Q: In what circumstances can a company pay for the lodging of an employee? Specifically, if I owned a multi-unit building and lived in one unit, would that be "for the convenience of the employer?"
Kym, Bethesda MD
A: The first distinction to be made here is between temporary lodging costs while the employee is away from home (which are nearly always deductible as an ordinary and necessary business expense), and personal lodging in the employee's tax home (which is obviously far more limited)...
These two cases--being away from home and being at home--are treated in two separate IRS publications.
Publication 463, "Travel, Entertainment, Gift, and Car Expenses," deals with travel costs away from home. The ordinary and necessary costs of overnight travel away from the employee's tax home (the place where the employee normally conducts business) are deductible to the employer and don't need to be included in the employee's income. The self-employed can directly deduct these costs.
These type of costs also include temporary assignments (generally, those less than one year in duration) away from an employee's tax home.
On the lodging side, these costs include hotel rooms and other such expenses.

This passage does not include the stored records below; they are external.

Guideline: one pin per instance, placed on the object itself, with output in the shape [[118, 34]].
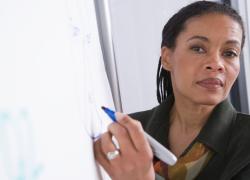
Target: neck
[[189, 117]]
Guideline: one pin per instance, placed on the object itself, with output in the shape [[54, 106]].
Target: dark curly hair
[[176, 25]]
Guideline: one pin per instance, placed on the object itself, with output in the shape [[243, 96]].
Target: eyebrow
[[203, 38]]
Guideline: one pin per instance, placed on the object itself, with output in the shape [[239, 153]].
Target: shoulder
[[241, 126], [237, 155]]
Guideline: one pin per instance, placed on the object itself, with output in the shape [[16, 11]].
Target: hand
[[134, 161]]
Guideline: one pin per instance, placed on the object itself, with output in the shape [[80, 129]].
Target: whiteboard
[[52, 83]]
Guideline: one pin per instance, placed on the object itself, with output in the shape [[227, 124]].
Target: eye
[[230, 54], [198, 49]]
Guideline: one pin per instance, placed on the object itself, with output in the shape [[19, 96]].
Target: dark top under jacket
[[226, 133]]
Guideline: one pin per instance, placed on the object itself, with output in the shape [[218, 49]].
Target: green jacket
[[226, 132]]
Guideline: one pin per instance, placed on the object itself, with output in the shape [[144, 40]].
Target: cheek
[[233, 72]]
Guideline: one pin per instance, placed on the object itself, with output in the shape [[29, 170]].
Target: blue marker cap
[[110, 113]]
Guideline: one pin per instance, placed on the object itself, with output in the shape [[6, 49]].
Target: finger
[[123, 138], [135, 130]]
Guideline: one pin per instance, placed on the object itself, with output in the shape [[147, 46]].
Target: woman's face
[[205, 61]]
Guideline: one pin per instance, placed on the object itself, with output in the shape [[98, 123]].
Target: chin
[[209, 100]]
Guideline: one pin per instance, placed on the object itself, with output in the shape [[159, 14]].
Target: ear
[[165, 58]]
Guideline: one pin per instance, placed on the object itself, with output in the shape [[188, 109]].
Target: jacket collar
[[215, 133]]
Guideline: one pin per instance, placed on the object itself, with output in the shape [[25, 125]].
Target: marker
[[159, 150]]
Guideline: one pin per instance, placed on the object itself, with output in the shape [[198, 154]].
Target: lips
[[211, 83]]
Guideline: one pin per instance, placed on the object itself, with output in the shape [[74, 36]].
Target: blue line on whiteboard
[[17, 149]]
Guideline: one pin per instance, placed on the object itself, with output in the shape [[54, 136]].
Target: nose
[[215, 64]]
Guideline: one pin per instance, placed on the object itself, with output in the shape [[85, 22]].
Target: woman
[[201, 47]]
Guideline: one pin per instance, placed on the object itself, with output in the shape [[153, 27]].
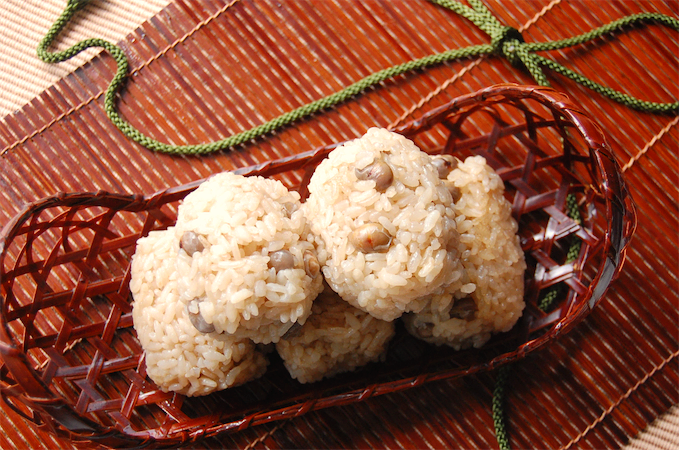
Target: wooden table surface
[[205, 69]]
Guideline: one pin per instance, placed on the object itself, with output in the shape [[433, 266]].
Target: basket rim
[[618, 203]]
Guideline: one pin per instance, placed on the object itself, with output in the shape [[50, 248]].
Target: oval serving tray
[[72, 363]]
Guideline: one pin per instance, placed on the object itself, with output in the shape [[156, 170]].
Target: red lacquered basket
[[71, 360]]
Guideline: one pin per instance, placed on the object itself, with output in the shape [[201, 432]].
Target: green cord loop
[[504, 41]]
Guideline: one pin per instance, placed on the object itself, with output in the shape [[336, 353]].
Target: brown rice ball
[[336, 338], [180, 358], [491, 297], [247, 266], [384, 225]]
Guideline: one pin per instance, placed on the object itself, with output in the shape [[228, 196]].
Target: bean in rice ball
[[384, 224], [179, 357], [491, 297], [247, 264], [336, 338]]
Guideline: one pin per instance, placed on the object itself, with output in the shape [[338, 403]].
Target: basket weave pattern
[[71, 360]]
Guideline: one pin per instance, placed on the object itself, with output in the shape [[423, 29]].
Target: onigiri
[[490, 299], [247, 265], [384, 224], [336, 338], [179, 357]]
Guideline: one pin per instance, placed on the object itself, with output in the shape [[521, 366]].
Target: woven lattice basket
[[73, 364]]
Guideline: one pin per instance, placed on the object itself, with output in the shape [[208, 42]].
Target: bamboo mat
[[23, 23], [202, 70]]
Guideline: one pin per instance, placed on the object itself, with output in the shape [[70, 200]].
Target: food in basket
[[384, 225], [391, 229], [336, 338], [179, 357], [493, 262], [246, 266]]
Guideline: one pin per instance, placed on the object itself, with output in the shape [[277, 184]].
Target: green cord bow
[[505, 41]]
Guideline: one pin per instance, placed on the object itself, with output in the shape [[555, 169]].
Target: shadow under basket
[[72, 363]]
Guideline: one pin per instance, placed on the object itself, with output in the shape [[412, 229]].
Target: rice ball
[[336, 338], [180, 358], [491, 297], [384, 224], [247, 265]]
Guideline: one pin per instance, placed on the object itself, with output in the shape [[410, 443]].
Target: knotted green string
[[505, 41]]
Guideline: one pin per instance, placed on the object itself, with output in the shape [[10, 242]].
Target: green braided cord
[[513, 49], [498, 407], [612, 27], [275, 124], [296, 114]]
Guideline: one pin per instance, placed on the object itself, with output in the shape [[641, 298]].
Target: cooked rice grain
[[414, 211], [493, 261], [179, 358], [336, 338], [242, 222]]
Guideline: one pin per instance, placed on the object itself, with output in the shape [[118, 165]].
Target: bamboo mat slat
[[205, 69]]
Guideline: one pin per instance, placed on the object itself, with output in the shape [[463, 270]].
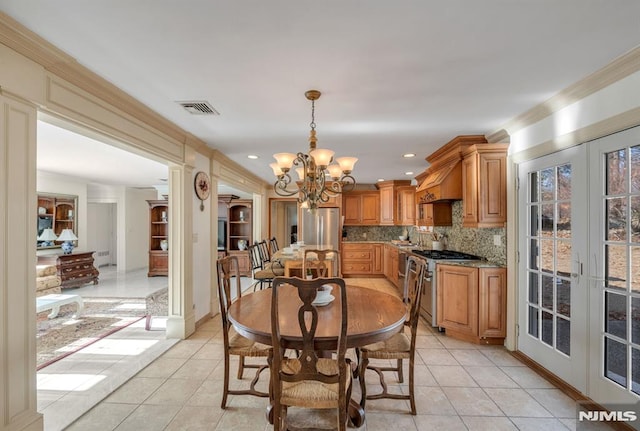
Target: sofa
[[47, 280]]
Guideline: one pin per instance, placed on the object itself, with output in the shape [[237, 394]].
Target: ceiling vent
[[199, 107]]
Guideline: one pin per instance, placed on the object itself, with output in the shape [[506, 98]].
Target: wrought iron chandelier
[[313, 187]]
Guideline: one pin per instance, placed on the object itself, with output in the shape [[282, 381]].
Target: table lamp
[[68, 237], [48, 236]]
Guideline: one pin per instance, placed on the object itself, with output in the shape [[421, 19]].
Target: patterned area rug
[[66, 334]]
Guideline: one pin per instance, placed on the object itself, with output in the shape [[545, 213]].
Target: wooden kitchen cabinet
[[484, 185], [158, 238], [435, 214], [361, 208], [362, 259], [397, 203], [472, 303]]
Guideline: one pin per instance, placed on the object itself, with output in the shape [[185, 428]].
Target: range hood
[[441, 184], [442, 181]]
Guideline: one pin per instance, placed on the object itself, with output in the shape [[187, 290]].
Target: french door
[[579, 270], [552, 314], [614, 374]]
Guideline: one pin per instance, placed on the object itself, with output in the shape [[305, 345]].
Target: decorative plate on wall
[[202, 185]]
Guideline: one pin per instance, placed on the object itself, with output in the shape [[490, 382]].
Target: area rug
[[67, 333]]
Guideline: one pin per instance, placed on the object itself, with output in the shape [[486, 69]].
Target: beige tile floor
[[459, 386]]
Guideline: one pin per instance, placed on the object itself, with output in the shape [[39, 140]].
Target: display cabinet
[[158, 238], [56, 212], [240, 232]]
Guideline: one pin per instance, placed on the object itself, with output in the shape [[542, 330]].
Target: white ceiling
[[397, 76]]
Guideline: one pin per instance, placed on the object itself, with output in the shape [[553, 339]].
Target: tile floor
[[459, 386]]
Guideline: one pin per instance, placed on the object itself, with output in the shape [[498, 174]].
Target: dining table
[[372, 316]]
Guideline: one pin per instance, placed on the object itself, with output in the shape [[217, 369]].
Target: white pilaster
[[181, 320], [17, 266]]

In contrast, business-provided lodging is far more restricted. Publication 15B, "Employer's Tax Guide to Fringe Benefits," discusses what types of employer benefits are excluded from taxation. It's important to note that these benefits are generally not available to the self-employed, general partners, and more than 2% shareholder-employees of S-corporations. Those left include C-corporation employees and employees of the self-employed, partnerships, and S-corporations.
In order for employer-provided lodging to be excluded as a qualified fringe benefit, it must meet three tests:
- It is furnished on the employer's business premises (also must be the employee's place of work);
- It is furnished for the employer's convenience (must be for a substantial business reason, other than to provide the employee with additional compensation)
- It is a condition of employment (employees are required to live on the business premises in order to conduct their duties)
The clear intent of this fringe benefit is for special cases like farmhands and housekeepers. Even if a C-corporation arranged this for an employee (presumably the CEO), they would have a difficult time justifying either the "substantial business purpose" part of the employer's convenience test, or the "conduct of their duties" part of the condition of employment test.
One caveat here is that any lodging costs not deductible as travel or excludable as a fringe benefit simply defaults to wages, with the resultant FICA responsibilities. If the employer is self-employed, the denied deduction is liable for SECA.